If our table (RAM) is completely full, we can use something called “swap memory”. Swap memory is a type of virtual memory. It simply refers to when storage space in the HDD is used as extra RAM. However, this makes that data a lot slower to access.
Finally, we will take a look at a typical booting process for a PC. We need to begin by understanding a couple more things.
On a small chip on the motherboard, we have a piece of firmware called the BIOS (Basic Input Output System). Simply put, firmware is software for hardware. The BIOS plays a pivotal role in the booting process as it is responsible for loading the operating system into RAM. Nowadays however, the BIOS has been replaced with a more modern firmware called UEFI (Unified Extensible Firmware Interface). We will cover this in more detail when explaining the booting process.
Another important detail to understand is how a hard disk drive is structured. In our HDD, we have a primary partition which is where the operating system is stored. The secondary partition is where all other data such as files is stored. Multiple primary partitions can be created. There are usually two primary partitions in a hard disk drive. One is called the GPT (GUID Partition Table) partition which is where the “bootloader” is stored – firmware that is responsible for booting a computer. Then the other primary partition stores the host operating system.

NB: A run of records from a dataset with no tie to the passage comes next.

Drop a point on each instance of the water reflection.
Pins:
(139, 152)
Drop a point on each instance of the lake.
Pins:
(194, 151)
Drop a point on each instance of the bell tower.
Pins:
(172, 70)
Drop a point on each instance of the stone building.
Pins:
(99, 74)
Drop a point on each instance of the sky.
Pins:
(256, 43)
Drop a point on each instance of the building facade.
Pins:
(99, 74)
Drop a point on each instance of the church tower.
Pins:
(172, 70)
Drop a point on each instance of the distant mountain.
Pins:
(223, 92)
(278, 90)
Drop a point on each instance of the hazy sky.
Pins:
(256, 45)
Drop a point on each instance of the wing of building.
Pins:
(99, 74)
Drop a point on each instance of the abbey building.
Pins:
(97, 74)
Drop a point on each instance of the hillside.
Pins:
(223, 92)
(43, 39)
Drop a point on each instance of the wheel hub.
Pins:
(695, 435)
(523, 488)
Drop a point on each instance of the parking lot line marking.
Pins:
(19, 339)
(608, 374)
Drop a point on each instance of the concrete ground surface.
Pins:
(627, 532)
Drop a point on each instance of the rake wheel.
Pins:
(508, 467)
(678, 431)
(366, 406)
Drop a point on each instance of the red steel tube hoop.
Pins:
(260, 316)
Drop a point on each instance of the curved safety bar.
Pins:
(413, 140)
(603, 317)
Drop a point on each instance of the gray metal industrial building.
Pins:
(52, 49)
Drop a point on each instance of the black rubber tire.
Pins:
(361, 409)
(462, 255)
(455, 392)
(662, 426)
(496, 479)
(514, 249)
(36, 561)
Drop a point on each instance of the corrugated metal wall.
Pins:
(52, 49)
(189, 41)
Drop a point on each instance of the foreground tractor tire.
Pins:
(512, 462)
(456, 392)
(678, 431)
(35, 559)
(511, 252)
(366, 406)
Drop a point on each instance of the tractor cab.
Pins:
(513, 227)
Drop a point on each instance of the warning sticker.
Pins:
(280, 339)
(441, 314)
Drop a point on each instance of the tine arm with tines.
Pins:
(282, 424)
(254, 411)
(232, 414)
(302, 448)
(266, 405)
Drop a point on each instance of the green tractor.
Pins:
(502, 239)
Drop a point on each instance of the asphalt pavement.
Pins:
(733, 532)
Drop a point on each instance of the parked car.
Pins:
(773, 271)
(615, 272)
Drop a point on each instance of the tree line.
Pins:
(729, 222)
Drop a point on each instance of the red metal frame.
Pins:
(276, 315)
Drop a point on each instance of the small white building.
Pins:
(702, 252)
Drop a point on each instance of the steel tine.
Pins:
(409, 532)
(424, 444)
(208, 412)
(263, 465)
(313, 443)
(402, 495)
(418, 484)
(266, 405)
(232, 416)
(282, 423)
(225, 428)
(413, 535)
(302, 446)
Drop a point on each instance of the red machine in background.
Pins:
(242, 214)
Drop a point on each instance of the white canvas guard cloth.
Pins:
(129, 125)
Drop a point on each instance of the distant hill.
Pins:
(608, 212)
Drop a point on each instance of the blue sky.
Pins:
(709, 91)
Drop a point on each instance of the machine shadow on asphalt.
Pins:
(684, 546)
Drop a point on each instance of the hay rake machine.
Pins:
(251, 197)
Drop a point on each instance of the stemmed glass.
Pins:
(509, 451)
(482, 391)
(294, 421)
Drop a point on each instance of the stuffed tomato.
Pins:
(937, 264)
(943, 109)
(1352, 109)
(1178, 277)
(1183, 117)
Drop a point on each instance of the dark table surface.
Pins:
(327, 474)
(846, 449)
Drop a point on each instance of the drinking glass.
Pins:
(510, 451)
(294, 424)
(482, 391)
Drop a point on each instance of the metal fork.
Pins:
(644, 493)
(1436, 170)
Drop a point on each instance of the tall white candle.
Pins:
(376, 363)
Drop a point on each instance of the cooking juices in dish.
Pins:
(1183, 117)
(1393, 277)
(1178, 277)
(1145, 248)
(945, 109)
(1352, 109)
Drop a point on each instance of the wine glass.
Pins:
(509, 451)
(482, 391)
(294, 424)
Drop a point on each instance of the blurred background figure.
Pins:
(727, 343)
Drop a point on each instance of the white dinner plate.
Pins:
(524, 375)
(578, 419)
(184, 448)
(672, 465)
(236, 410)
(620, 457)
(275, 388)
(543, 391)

Typically when booting is explained, the MBR (Master Boot Record) partition is brought up. MBR is the antiquated version of GPT, similar to how BIOS is the antiquated version of UEFI. MBR is a type of boot sector at the beginning of the hard disk drive that contains information on how the disk is partitioned as well as code that can load the operating system into RAM.
A typical boot sequence goes as follows:
1. The CPU talks to the BIOS and tells it to begin the booting process.
2. The BIOS runs a POST (Power-On Self-Test) to initialise hardware.
3. The BIOS loads the MBR/GPT into RAM.
4. The BIOS runs the MBR/GPT code that loads the OS into RAM.
5. The OS initialises itself and loads device drivers, finalising the link between the hardware and the OS. From here on out, any data from the hard disk drive is moved into RAM by the OS.
My notes for this post were quite untidy and I became very complacent trying to organise it, but I have finally finished and written it to a reasonable standard I hope. I learnt a lot reading about all of these topics. And it all stemmed from going down a rabbit-hole after reading the title of an article about the LogoFAIL vulnerability!